Nearly three-quarters of all economic crime committed in the Middle East during the past two years was committed by company employees, according to PwC’s Global Economic Crime Survey.
Survey results showed that despite the region’s efforts to combat economic crime, there has been no clear indication that levels in the Middle East or globally have decreased.
Economic crime remains as tough to tackle as it’s ever been, PwC said during a recent conference in Dubai.
Although 65 percent of the survey’s respondents cited “opportunity” as the biggest factor driving crimes committed by employees, 40 percent of respondents indicated that their organisations have never performed a fraud risk assessment.
The survey showed that the four most commonly reported types of economic crime are “asset misappropriation” (49 percent), “procurement fraud” (16 percent), “bribery and corruption” (15 percent) and “cybercrime” (12 percent).
It added that although 72 percent of respondents indicated that their perception of the risk of cybercrime in their organisation has increased over the last 24 months, 44 percent reported that their organisation restructured or reorganised departments responsible for governance and compliance as a measure implemented in the last 24 months to address increased regulatory expectations.
While the UAE is ranked first among the Gulf countries on Transparency International Corruption Perception Index, continuous efforts to fight fraud and corruption still need to be made to further improve the ranking across other countries, PwC said.

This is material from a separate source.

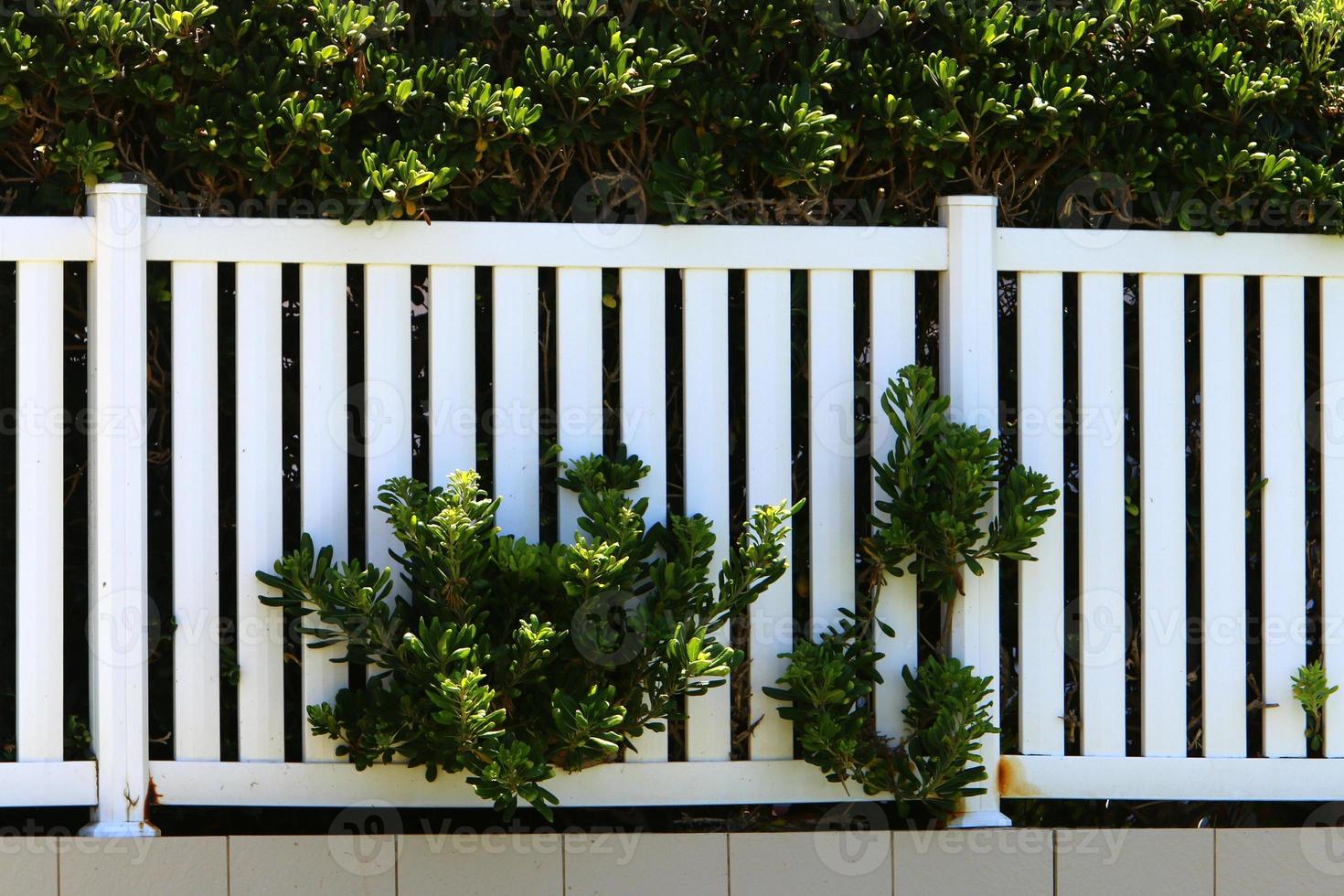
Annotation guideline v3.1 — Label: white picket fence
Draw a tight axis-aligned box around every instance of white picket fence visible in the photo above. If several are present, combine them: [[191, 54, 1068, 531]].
[[0, 186, 1344, 834]]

Nick Robinson, PwC Middle East partner and forensic services leader said: “Economic crime continues to adversely affect organisations across the region, as awareness grows organisations will be judged on how they react and respond to instances.”
Abdul Qader Obeid Ali, chairman of the UAE Audit Association added: “We are all aware that economic crime is not just a global problem but also a major issue that we are facing in the Middle East. We are all requested to engage in the efforts to mitigate economic crime as well as investigate it.”